The solution downloads media files such as JPGs, PDFs, or others from the File directory in the Amazon S3 bucket. These files come from the wiki pages as embedded media and are exported in the XML dump alongside the rest of the wiki content. These media files need to be retrieved from the bucket before they can be imported into Notion with their associated page. The error means that the solution could not download the file from the bucket.

Verify the capitalization of the filename in the Markdown file matches the capitalization of the file in the bucket. Amazon S3 is case sensitive so the case in the Markdown must match the filename in the bucket. Once you’ve corrected the filename in the Markdown, upload the Markdown file to the bucket again to trigger a new upload attempt.

How do I import pages from additional MediaWiki namespaces?

By default, the process-mw-dump.py script will only export content from 3 namespaces: Category, File, and Main.

To export pages from additional namespaces, modify process-mw-dump.py's XmlParser.parse() method to match on additional namespaces. For example, to process pages in a namespace named Documentation, add the following code snippet at around line 68:

68    elif ns_id == self._ns_id_from_name('Documentation'):
69        parser = WikitextParser(
70	          element,
71	          ns_name=ns_name,
72            custom_prepare=self._custom_prepare
73        )

You can optionally subclass either the PageParser or WikitextParser classes to customize how the pages in the namespace are processed most notably by providing a custom prepare() method.

How do I add support for processing my custom wiki templates?

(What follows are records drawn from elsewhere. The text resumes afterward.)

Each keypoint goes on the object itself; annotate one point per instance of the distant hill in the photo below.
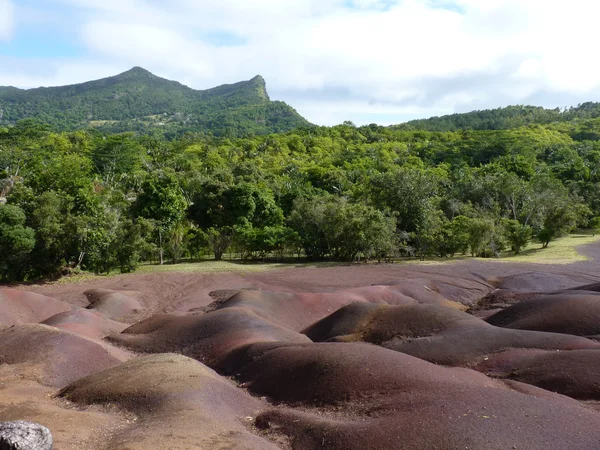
(503, 118)
(137, 100)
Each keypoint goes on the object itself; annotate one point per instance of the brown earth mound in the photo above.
(364, 397)
(573, 373)
(85, 322)
(18, 307)
(122, 306)
(55, 357)
(179, 403)
(298, 310)
(435, 333)
(569, 312)
(205, 337)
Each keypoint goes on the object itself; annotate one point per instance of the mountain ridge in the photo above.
(137, 100)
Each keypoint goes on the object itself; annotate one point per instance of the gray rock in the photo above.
(21, 435)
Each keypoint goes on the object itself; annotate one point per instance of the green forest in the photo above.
(141, 102)
(102, 202)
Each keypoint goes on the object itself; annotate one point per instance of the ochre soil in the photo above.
(468, 355)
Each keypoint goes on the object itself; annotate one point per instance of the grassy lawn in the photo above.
(561, 251)
(210, 266)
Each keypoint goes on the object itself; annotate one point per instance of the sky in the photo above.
(368, 61)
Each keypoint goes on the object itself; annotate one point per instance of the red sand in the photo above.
(339, 395)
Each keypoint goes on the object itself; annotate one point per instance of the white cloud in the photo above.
(7, 19)
(334, 62)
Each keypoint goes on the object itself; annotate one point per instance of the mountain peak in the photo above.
(259, 83)
(136, 71)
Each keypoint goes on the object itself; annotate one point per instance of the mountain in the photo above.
(137, 100)
(503, 118)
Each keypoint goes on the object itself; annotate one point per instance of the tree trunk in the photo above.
(160, 249)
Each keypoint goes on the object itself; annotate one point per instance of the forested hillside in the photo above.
(100, 202)
(504, 118)
(142, 102)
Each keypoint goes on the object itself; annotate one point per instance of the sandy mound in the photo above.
(569, 312)
(298, 310)
(52, 356)
(205, 337)
(435, 333)
(573, 373)
(85, 322)
(18, 307)
(179, 402)
(122, 306)
(539, 281)
(369, 397)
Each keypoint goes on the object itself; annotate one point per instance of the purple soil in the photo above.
(306, 395)
(569, 312)
(435, 333)
(60, 357)
(122, 306)
(85, 322)
(574, 373)
(364, 397)
(205, 337)
(18, 307)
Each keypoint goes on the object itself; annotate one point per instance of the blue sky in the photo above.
(383, 61)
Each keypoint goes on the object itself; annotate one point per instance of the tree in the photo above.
(330, 225)
(219, 209)
(517, 234)
(16, 243)
(561, 218)
(162, 201)
(595, 225)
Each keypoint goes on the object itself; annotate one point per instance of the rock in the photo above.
(23, 435)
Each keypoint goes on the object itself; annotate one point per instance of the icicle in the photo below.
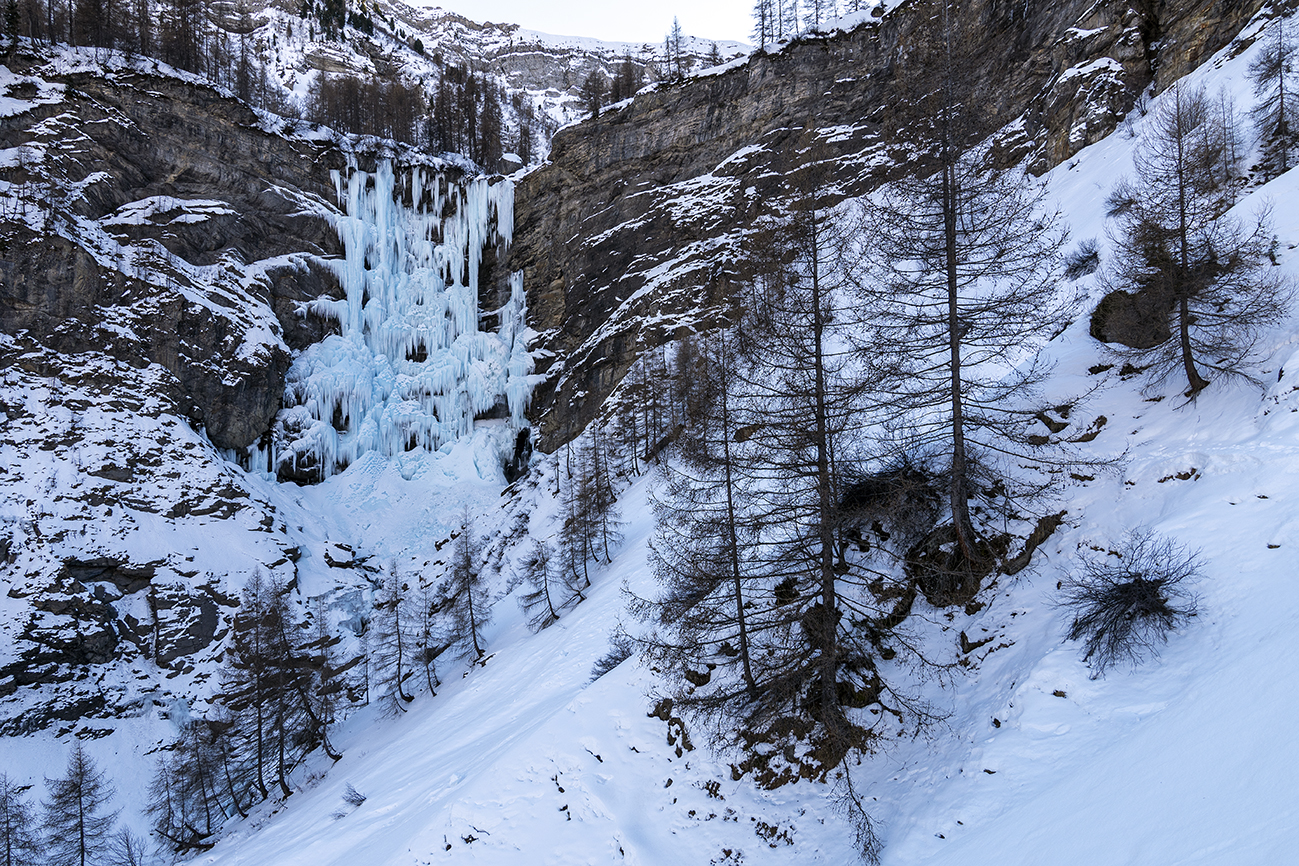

MediaWiki’s wikitext supports inline templates which allow for inserting bits of text or markup by writing a short template tag. For example, a template which looks like {{RFC|1925|The 12 Networking Truths}} could be used to insert a hyperlink to the RFC document such as <a href="https://datatracker.ietf.org/doc/html/rfc1925">The 12 Networking Truths</a>. Pandoc, which does the wikitext→Markdown conversion for this solution does not expand wiki templates. The resulting Markdown document will contain the literal template text ({{RFC|1925|The 12 Networking Truths}}) instead of the desired hyperlink.

The process-mw-dump.py script has a mechanism in it to handle your wiki templates. You can add, delete, or modify the template transformation rules in process-mw-dump.py's custom_prepare() function to suit the templates in use on your wiki. The function contains a number of examples taken from a real wiki.

What’s the maximum size of wiki page I can import?

There is no hard limit. Each page is broken down into Notion blocks prior to importing and the blocks are imported one by one. The solution is designed to ensure that even very large pages can be imported.

What’s the maximum supported size for embedded files?

The maximum total size for file attachments on a single wiki page is approximately 500MB.

How do I speed up the import?

Pages are processed in serial order to avoid hammering the Notion API with dozens or hundreds of concurrent imports. The import pipeline is also designed to operate without supervision. Upload your files to the bucket and let the import process run. Come back after a nice cup of ☕ or a 🏃.

How could the solution architecture be improved?

Increase scale for handling very large wikis by having the Step Function state machine restart itself prior to reaching 25,000 events (which is a hard limit for standard state machines). This would only be relevant for importing > ~500,000 blocks in a single page.

Wikipage metadata such as the timestamp when it was created could be preserved. The non-public Notion API appears to allow setting an arbitrary created_time property.

There is almost certainly opportunity for better visibility into error conditions which the pipeline encounters.